As part of the Vision 2030 initiative, Saudi Arabia is undergoing significant changes to become a more attractive destination for global investors and travelers. Notable reforms include allowing 100 percent foreign ownership in key sectors, simplifying investment laws, and establishing special economic zones. The Saudi government is actively promoting a diverse range of tourism offerings, with billions of dollars being invested to create high-end, culturally rich, and environmentally sustainable destinations.
Key projects include the Red Sea Project, a luxury resort archipelago; NEOM’s Trojena, which will be the Gulf’s first outdoor ski destination; and Diriyah, a historical site near Riyadh that is expected to attract 27 million visitors annually by 2030. Cultural sites like AlUla, which has a history of 200,000 years, and Jeddah’s Al-Balad Historic District, currently undergoing restoration, are also gaining international attention.
Additionally, mega-projects such as Qiddiya, AMAALA, and Sindalah are set to deliver a range of experiences from world-class entertainment to luxury yachting. Infrastructure development has expanded rapidly, with the Kingdom now featuring over 426,000 licensed hotel rooms. The presence of international hospitality chains is projected to grow from 47 percent to 65 percent, as noted by Knight Frank, with brands like Accor, Hilton, and Marriott increasing their investments.

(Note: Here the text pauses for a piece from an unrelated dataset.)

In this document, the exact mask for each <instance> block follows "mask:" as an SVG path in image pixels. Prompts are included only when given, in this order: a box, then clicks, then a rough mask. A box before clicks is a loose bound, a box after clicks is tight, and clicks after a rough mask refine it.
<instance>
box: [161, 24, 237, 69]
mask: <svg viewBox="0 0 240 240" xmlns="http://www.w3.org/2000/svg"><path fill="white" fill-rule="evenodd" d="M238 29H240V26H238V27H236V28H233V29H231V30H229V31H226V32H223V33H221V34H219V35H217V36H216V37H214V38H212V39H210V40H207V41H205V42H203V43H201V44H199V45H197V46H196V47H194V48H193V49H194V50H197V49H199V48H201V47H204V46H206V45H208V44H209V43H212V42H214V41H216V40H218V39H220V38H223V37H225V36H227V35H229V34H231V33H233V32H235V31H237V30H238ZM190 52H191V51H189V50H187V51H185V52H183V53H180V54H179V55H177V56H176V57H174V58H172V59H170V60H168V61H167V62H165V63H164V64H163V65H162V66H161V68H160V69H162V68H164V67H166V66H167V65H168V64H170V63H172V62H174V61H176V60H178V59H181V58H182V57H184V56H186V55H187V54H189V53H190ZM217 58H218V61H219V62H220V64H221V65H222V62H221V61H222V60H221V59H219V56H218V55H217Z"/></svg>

Saudi Arabia’s eVisa platform enhances accessibility for travelers from 66 countries, including the US, UK, Germany, Japan, Australia, and China, allowing them to apply for a one-year multiple-entry permit. This initiative enables tourists to stay for up to 90 days for leisure, Umrah, business events, or visiting friends and family, although Hajj remains under a separate seasonal visa system.
The strategic geographic location of Saudi Arabia, being within six hours’ flight of 40 percent of the global population, combined with its focus on high-end tourism, positions it as an increasingly prominent player in the global travel market.
The Ministry of Tourism reported a shift in travel purposes by the third quarter of 2024. Religious pilgrimages accounted for 41 percent of inbound visits, while leisure tourism comprised 24 percent, and visits to friends and relatives represented 22 percent. Business, education, and healthcare-related trips made up the remainder of the travel purposes.
Private sector investment in Saudi Arabia’s tourism sector reached SR14.2 billion in 2024, up from SR12 billion the previous year, according to Tourism Minister Ahmed Al-Khateeb, who noted that approximately 40 percent of this investment came from foreign investors. This trend reflects a growing global confidence in Saudi Arabia’s ambitious tourism agenda, especially as other regions experience slower growth.
Al-Khateeb emphasized that international investors are increasingly turning their attention to the Kingdom as they recognize the potential of Saudi Arabia’s tourism strategies, which aim to unlock opportunities in a sector that has long been underdeveloped. The Kingdom seeks to generate $80 billion in private investment by the start of the next decade, aiding the Vision 2030 goal of diversifying its economy beyond oil. While Europe and the US currently lead in foreign investments, discussions are also ongoing with Asian partners, including China, South Korea, and Malaysia, exploring hospitality, retail, and real estate opportunities.